«Правь, Британия, морями»? Политические дискуссии в Англии по вопросам внешней и колониальной политики в XVIII веке
Шрифт:
С вопросом о стратегии военных действий связан вопрос об отношениях с союзниками. «Великий союз» против Франции фактически складывался уже в годы Девятилетней войны. Сам договор, объединивший Англию, Голландию и Империю, был подписан в Гааге в 1701 г. и допускал признание Филиппа Бурбона королем Испании только при условии очень больших территориальных уступок с его стороны в Нидерландах и Италии и предоставлении существенных торговых привилегий. В 1701–1703 гг. коалиция расширилась за счет Дании (которая, будучи втянутой в Северную войну, в военных действиях на Западе не участвовала), Пруссии, Португалии, ряда германских княжеств и герцогства Савойского. Обе партии признавали необходимость объединения сил. В то же время их отношение к Великому Союзу различалось. По замечанию Дж. Холмса, если виги видели в нем «конструктивный и важный инструмент переустройства Европы», то тори рассматривали его как «неприятную военную необходимость» <57>. В ходе войны эти различия еще более углубились, а с началом борьбы тори за подписание мира приняли форму прямых антисоюзнических выступлений, пик которых пришелся на 1711–1712 гг. Критика союзников имела, таким образом, преимущественно пропагандистский характер.
В то
Характерное для ХVIII в. понятие о «естественных союзниках» и «естественных противниках» было порождено господствовавшей тогда концепцией «баланса сил». Его источником также стали просветительская идеология, соображения геополитического плана, взаимные интересы или острая конкуренция в экономической области, религиозный фактор. Общепризнанным «естественным противником» считалась Франция. Схватка британского льва и галльского петуха была излюбленным сюжетом для политических карикатур. Некоторые современники сравнивали отношения между двумя странами с отношениями между Римом и Карфагеном. На антифранцузские настроения повлияли и общественные представления о политическом устройстве Франции. Для англичан в ХVIII в. именно Франция являлась образцом авторитарного государства, управлявшегося деспотическими методами. Бастилия и lettres de cachet были символами таких порядков. Дж. Блэк подметил, что руководителей провинциальных собраний в Австрийской империи, противостоявших абсолютизму Иосифа II, в Англии считали заговорщиками, а парламенты во Франции, занимавшие сходные позиции, рассматривались как институты, защищавшие принципы свободы <61>. Нелишне вспомнить и о том, что Россия, которую на протяжении долгого времени оценивали как «естественного союзника», была самодержавным государством. Так что можно признать, что идеологический фактор не играл главной роли в поиске союзников.

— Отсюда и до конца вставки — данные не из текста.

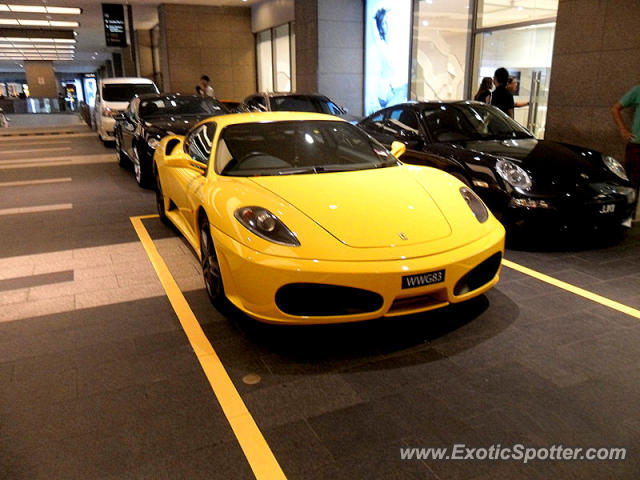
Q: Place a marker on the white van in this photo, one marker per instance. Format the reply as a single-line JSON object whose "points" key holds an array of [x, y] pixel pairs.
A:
{"points": [[113, 97]]}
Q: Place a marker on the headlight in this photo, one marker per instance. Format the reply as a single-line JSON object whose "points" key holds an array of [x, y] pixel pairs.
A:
{"points": [[266, 225], [513, 174], [475, 204], [615, 167]]}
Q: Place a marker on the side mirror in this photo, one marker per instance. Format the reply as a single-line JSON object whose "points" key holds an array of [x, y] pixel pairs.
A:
{"points": [[398, 149]]}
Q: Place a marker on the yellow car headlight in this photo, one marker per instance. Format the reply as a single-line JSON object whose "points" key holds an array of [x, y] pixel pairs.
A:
{"points": [[265, 224], [475, 204]]}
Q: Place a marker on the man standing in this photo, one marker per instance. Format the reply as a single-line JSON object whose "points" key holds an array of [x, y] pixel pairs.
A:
{"points": [[502, 97], [206, 89], [632, 137]]}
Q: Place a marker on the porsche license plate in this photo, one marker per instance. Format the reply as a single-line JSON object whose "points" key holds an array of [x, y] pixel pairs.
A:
{"points": [[422, 279], [607, 208]]}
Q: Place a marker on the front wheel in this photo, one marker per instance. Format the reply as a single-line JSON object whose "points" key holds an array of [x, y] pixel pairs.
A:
{"points": [[211, 266], [122, 160]]}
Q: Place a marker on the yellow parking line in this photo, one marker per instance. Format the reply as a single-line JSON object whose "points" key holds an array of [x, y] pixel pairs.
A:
{"points": [[575, 290], [260, 457]]}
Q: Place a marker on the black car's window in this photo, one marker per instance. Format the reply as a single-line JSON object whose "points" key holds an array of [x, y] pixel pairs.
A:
{"points": [[123, 92], [297, 147], [403, 119], [374, 122], [179, 105], [449, 123], [304, 103], [198, 142]]}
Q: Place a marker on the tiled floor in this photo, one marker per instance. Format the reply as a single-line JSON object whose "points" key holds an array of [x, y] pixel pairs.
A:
{"points": [[98, 380]]}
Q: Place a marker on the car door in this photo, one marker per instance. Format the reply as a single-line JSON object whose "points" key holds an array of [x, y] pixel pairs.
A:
{"points": [[197, 145]]}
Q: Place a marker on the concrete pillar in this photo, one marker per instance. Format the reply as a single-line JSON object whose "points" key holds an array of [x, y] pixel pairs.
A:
{"points": [[202, 40], [41, 79], [589, 76], [330, 50]]}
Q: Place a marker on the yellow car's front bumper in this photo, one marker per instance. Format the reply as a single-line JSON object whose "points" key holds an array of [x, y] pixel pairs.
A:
{"points": [[254, 282]]}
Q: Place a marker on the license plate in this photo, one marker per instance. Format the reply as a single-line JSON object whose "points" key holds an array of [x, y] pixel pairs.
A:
{"points": [[607, 208], [422, 279]]}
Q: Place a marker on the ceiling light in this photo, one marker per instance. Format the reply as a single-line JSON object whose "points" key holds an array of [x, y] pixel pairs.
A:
{"points": [[40, 9]]}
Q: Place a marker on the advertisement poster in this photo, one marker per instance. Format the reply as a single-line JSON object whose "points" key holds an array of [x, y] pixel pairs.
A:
{"points": [[387, 47]]}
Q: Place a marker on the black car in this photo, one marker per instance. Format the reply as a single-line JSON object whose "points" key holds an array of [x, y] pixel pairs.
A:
{"points": [[294, 102], [149, 118], [520, 178]]}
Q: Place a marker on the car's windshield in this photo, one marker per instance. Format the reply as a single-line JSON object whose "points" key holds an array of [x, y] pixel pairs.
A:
{"points": [[178, 105], [462, 122], [297, 147], [304, 103], [124, 92]]}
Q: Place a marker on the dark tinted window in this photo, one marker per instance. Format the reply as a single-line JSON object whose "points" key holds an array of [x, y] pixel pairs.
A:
{"points": [[123, 92], [304, 103], [198, 142], [181, 106], [403, 119], [446, 123], [287, 148]]}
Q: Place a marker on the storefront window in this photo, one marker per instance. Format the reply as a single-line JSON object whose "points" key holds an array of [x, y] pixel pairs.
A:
{"points": [[265, 61], [282, 60], [440, 38], [526, 53], [503, 12]]}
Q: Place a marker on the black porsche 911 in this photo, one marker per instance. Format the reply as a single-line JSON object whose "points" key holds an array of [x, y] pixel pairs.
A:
{"points": [[523, 180], [150, 117]]}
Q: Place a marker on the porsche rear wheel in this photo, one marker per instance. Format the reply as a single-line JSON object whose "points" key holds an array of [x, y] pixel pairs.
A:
{"points": [[210, 266], [160, 203]]}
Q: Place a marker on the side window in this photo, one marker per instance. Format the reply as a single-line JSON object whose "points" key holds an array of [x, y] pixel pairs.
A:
{"points": [[403, 119], [198, 142]]}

В чем истоки англо-французских противоречий в ХVIII в.? Действительно ли они были непреодолимыми? Выступая в парламенте в 1739 г., Р. Уолпол говорил: «Джентльмен, произносивший речь до меня, утверждал, что естественные интересы Англии и Франции абсолютно не совместимы, из чего вытекает, что любой первый министр Франции, искренне заботящийся о своей стране, будет неизбежно подрывать и разрушать интересы Великобритании. Сэр, по моему скромному мнению, можно считать, что нынешний французский министр правит, стремясь сделать свой народ счастливым, насколько позволяет конституция этой страны, и при этом ничем не ущемляет коммерции Великобритании и не вызывает нашей ревности» <62>. Как видим, Уолпол допускал возможность добрососедских отношений с Францией. Чем же был англо-французский союз 1716–1731 гг.: случайным эпизодом в дипломатической истории ХVIII в. или проявлением разумной и дальновидной политики? Было ли разрушение этого союза неизбежным или оно явилось следствием ошибок политических руководителей? Сохранялись ли возможности для политического сближения Англии и Франции в середине и второй половине ХVIII в.? На эти вопросы довольно трудно дать однозначный ответ, хотя в историографии продолжает преобладать концепция, в соответствии с которой Англия и Франция оцениваются как страны, являвшиеся в ХVIII в. антагонистами.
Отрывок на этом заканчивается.